[Numpy-discussion] Counting array elements

Tue Oct 26 11:20:02 EDT 2004

On Oct 26, 2004, at 6:19 PM, Chris Barker wrote:

> Peter Verveer wrote:
>> It seems to me that the behavior one would expect for a function like 
>> that, would be to apply the operation to the whole array. Not along 
>> an axis. What would you expect as a new user if you call a minimum() 
>> function?  A single value that is the minimum. So that is the logical 
>> choice for the default behavior, I would think.
>
> nope. I'd expect it to be along an axis, by default the last one.

I still do not agree completely with that, I will elaborate more below, 
because I also do not agree anymore with my own earlier writings :-).

But I see your point that this type of operation can be natural 
depending on what you are doing. Sometimes a single value does make 
sense, sometimes not, I think we can agree on that.

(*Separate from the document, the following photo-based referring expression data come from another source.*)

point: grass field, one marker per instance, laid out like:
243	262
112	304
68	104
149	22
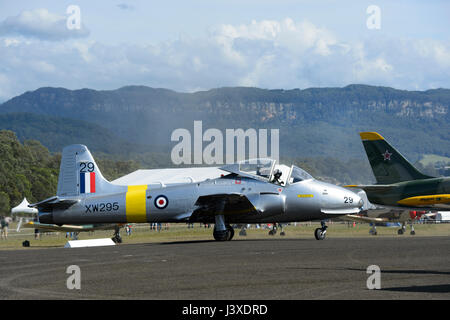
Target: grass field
141	233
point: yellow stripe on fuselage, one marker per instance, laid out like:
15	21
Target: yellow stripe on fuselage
370	136
135	204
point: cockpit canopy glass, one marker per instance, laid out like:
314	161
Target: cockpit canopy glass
298	175
259	167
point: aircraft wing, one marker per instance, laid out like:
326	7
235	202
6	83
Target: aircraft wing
70	228
373	188
232	204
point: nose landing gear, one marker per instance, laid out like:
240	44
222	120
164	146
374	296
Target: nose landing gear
320	233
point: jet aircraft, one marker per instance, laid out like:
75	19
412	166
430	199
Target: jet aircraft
401	192
250	191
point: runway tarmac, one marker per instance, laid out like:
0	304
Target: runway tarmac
276	268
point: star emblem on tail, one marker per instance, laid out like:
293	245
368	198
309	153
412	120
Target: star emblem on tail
386	155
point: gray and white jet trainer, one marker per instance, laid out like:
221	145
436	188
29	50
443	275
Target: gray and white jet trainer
250	191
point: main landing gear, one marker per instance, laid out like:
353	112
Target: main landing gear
116	237
274	229
320	233
403	229
222	231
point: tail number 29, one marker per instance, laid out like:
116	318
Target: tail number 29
87	167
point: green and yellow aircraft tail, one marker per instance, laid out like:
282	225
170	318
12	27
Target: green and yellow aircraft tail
388	165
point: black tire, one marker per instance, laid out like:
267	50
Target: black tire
319	234
230	233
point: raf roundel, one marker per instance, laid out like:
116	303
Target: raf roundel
161	202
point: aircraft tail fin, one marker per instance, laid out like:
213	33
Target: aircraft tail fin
388	165
80	175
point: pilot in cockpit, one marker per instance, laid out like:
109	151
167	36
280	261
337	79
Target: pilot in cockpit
276	177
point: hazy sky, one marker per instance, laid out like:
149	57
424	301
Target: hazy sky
198	45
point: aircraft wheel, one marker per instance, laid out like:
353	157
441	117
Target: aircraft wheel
117	239
319	234
230	233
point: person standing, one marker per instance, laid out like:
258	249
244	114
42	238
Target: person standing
4	225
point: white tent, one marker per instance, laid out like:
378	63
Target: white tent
23	208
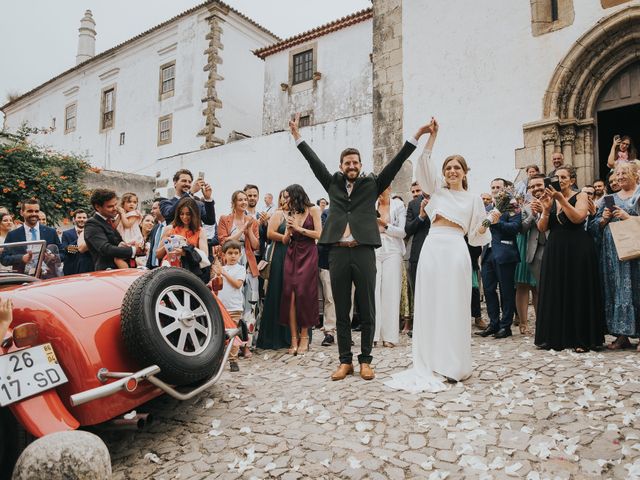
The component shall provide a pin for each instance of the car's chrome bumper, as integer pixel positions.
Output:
(129, 381)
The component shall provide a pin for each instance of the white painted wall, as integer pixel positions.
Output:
(344, 90)
(137, 105)
(273, 162)
(481, 72)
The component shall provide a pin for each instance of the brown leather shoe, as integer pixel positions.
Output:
(343, 370)
(366, 372)
(481, 324)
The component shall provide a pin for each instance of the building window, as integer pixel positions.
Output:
(108, 108)
(70, 117)
(305, 121)
(551, 15)
(167, 80)
(303, 67)
(554, 10)
(165, 128)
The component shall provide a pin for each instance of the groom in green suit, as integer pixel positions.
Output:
(353, 229)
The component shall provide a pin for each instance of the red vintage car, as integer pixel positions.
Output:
(88, 348)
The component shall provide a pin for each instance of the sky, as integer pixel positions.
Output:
(37, 47)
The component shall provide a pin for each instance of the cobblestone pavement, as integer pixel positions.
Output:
(525, 413)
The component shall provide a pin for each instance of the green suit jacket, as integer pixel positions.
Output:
(359, 209)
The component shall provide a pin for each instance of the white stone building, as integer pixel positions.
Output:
(187, 83)
(510, 81)
(523, 77)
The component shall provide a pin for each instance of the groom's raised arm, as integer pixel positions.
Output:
(392, 168)
(317, 167)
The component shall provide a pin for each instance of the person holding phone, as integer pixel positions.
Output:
(570, 311)
(621, 279)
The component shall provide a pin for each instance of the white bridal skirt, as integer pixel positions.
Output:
(441, 314)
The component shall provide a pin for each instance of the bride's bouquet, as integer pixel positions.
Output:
(504, 203)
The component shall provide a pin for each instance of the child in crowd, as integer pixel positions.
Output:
(6, 316)
(128, 225)
(233, 276)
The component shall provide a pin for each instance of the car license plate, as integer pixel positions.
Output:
(27, 372)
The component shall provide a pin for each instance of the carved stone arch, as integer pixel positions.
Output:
(569, 103)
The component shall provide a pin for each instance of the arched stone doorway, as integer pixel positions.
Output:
(577, 92)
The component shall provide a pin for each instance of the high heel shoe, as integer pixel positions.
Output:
(303, 347)
(293, 349)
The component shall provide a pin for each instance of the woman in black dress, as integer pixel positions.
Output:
(570, 308)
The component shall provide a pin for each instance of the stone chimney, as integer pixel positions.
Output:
(86, 38)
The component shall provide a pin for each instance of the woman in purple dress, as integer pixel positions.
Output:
(299, 304)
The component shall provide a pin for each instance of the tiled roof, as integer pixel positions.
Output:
(133, 39)
(339, 24)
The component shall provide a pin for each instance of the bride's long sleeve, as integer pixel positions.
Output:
(426, 173)
(478, 215)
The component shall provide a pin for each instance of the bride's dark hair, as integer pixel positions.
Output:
(463, 164)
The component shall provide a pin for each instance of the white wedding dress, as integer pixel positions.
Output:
(442, 299)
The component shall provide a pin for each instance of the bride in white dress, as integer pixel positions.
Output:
(441, 325)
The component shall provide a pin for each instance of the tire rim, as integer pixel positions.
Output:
(183, 320)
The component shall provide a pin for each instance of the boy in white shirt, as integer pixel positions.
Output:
(233, 276)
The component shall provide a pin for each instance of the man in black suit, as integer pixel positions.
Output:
(23, 259)
(100, 233)
(156, 233)
(76, 256)
(185, 187)
(417, 228)
(353, 230)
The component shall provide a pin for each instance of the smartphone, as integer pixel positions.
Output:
(552, 182)
(609, 202)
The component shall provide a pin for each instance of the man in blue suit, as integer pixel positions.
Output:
(76, 257)
(185, 187)
(31, 229)
(499, 261)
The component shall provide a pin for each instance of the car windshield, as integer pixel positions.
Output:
(34, 258)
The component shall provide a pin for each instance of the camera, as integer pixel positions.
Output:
(553, 182)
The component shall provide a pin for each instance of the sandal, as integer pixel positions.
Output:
(303, 347)
(293, 349)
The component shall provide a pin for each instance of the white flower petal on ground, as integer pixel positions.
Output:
(439, 475)
(152, 457)
(277, 408)
(363, 426)
(323, 417)
(428, 464)
(512, 470)
(554, 406)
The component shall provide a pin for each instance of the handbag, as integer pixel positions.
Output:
(626, 237)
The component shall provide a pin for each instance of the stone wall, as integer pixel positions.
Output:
(388, 88)
(122, 182)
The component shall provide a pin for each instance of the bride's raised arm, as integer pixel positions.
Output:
(425, 171)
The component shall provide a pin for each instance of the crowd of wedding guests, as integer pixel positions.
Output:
(552, 248)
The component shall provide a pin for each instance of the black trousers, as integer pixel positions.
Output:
(355, 266)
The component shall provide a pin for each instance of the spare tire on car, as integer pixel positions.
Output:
(170, 318)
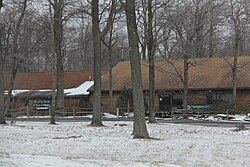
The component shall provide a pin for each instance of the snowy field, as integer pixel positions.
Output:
(75, 144)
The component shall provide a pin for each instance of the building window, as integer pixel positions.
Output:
(41, 103)
(218, 96)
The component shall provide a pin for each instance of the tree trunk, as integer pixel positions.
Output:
(185, 82)
(53, 98)
(2, 108)
(139, 126)
(58, 39)
(14, 58)
(235, 67)
(110, 70)
(97, 38)
(54, 75)
(97, 113)
(151, 64)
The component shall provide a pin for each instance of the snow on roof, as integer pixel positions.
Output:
(80, 90)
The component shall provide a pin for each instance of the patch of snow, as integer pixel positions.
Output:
(80, 90)
(76, 144)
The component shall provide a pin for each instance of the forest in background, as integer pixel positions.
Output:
(204, 28)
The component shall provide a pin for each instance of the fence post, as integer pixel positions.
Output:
(117, 112)
(27, 110)
(198, 113)
(74, 112)
(227, 114)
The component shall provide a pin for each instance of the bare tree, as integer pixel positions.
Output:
(2, 108)
(151, 50)
(139, 126)
(239, 22)
(16, 60)
(97, 38)
(58, 43)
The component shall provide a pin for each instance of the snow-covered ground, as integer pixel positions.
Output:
(75, 144)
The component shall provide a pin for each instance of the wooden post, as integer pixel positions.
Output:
(27, 110)
(117, 112)
(198, 113)
(227, 114)
(74, 112)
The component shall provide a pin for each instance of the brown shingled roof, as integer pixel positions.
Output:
(208, 73)
(43, 80)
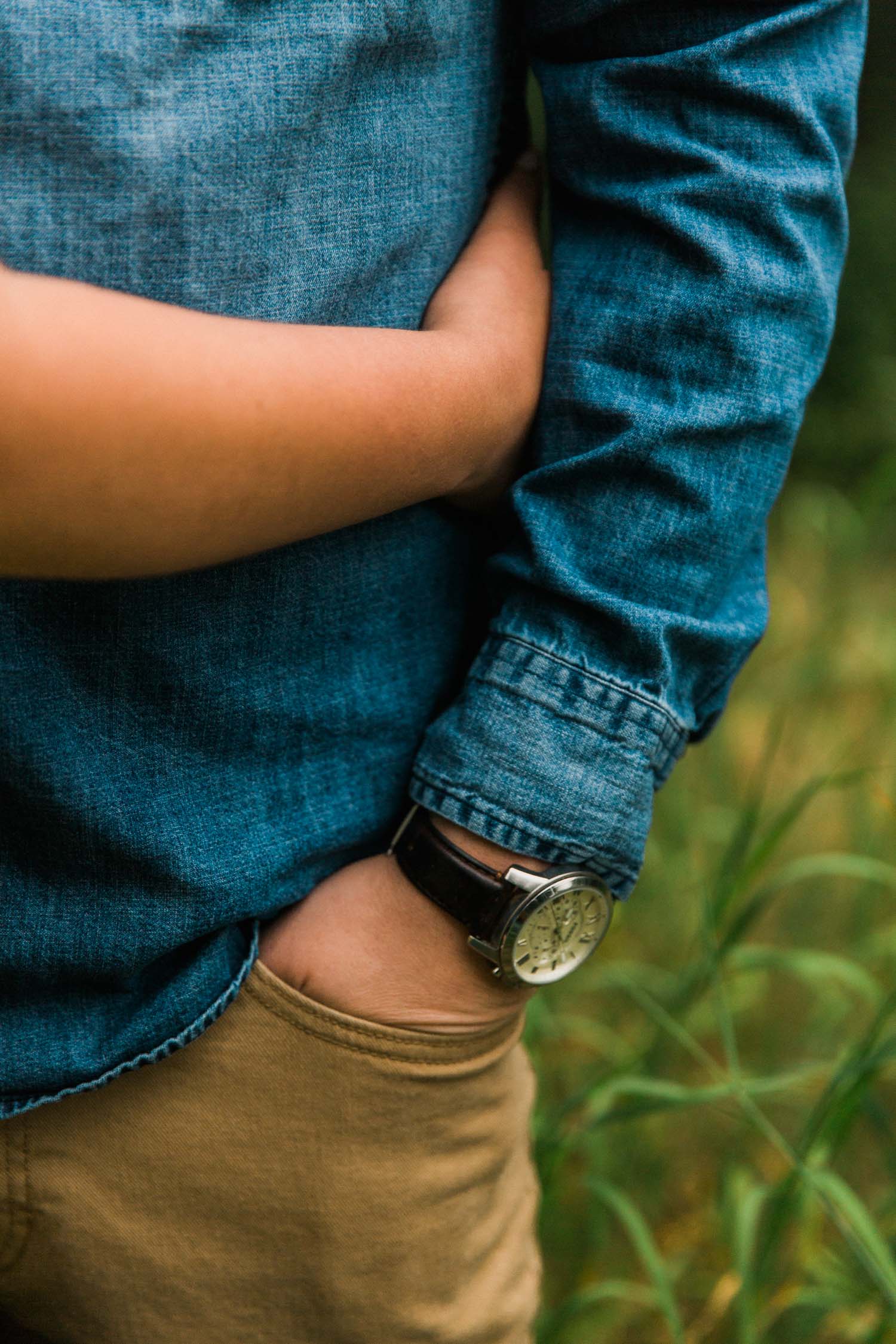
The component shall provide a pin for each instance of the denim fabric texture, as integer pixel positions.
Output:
(182, 757)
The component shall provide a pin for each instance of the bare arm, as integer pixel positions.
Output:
(143, 438)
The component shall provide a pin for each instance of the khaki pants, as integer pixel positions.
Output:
(292, 1176)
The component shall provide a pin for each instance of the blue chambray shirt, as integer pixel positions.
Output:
(182, 757)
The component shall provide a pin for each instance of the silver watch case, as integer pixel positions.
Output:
(538, 890)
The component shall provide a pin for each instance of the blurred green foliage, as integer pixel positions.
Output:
(716, 1127)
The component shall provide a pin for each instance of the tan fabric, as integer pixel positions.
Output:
(293, 1175)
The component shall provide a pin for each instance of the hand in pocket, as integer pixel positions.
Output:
(367, 943)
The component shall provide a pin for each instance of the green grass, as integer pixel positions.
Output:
(716, 1125)
(715, 1131)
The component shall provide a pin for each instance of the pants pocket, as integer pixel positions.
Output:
(293, 1174)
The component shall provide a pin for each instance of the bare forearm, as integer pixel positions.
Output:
(142, 438)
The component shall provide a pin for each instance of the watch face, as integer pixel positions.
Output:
(558, 932)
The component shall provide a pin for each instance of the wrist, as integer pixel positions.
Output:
(496, 857)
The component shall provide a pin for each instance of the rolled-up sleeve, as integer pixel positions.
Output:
(696, 159)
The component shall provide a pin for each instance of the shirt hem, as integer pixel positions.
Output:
(18, 1105)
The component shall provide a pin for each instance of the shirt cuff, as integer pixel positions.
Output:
(550, 760)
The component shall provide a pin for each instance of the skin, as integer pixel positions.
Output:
(142, 438)
(369, 943)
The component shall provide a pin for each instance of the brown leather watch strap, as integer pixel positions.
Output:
(464, 888)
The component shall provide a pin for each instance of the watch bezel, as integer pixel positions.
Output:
(539, 897)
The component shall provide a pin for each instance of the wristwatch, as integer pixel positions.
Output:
(535, 928)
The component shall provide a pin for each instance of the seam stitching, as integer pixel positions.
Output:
(360, 1050)
(619, 687)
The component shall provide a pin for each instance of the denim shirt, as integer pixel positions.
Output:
(182, 757)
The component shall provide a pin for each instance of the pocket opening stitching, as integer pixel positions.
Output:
(473, 1050)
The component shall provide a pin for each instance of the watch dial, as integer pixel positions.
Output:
(560, 934)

>> Yes, that would be the idea anyway. The question is what should be 
>> the default behavior for this type of functions, something I think we 
>> should not decide based on the current behavior of a single existing 
>> function, but based on what makes the most sense. That is obviously 
>> something that can be discussed...
>
> yup, but frankly, this isn't about just one function, it's really 
> about all the reductions: min, max, sum, etc, etc.

Actually no. It seems that sum() is a special case, along with a few 
others. Again: I elaborate on the general case below.

> I think the rule of thumb is not to break backward compatibility 
> unless there is a compelling reason, and given that it's not clear 
> what is most "natural" in this case, keeping the default the same 
> makes the most sense.

I agree. In contrast what I have said before I think we should keep it 
as it is, for compatibility.

Now to elaborate on the general problem, please correct me if I get 
something wrong. I will use the minimum function as an example and come 
back to sum() later.

If you look at a minimum operation then there are three different 
things you might like to do:

1) An element by element minimum: minimum(a1, a2). This is the current 
behaviour. Like all binary ufuncs of this type, it operates on pairs of 
arrays. So by default it does not do reduction or calculate a single 
minimum. For most ufuncs that is the natural behavior anyway.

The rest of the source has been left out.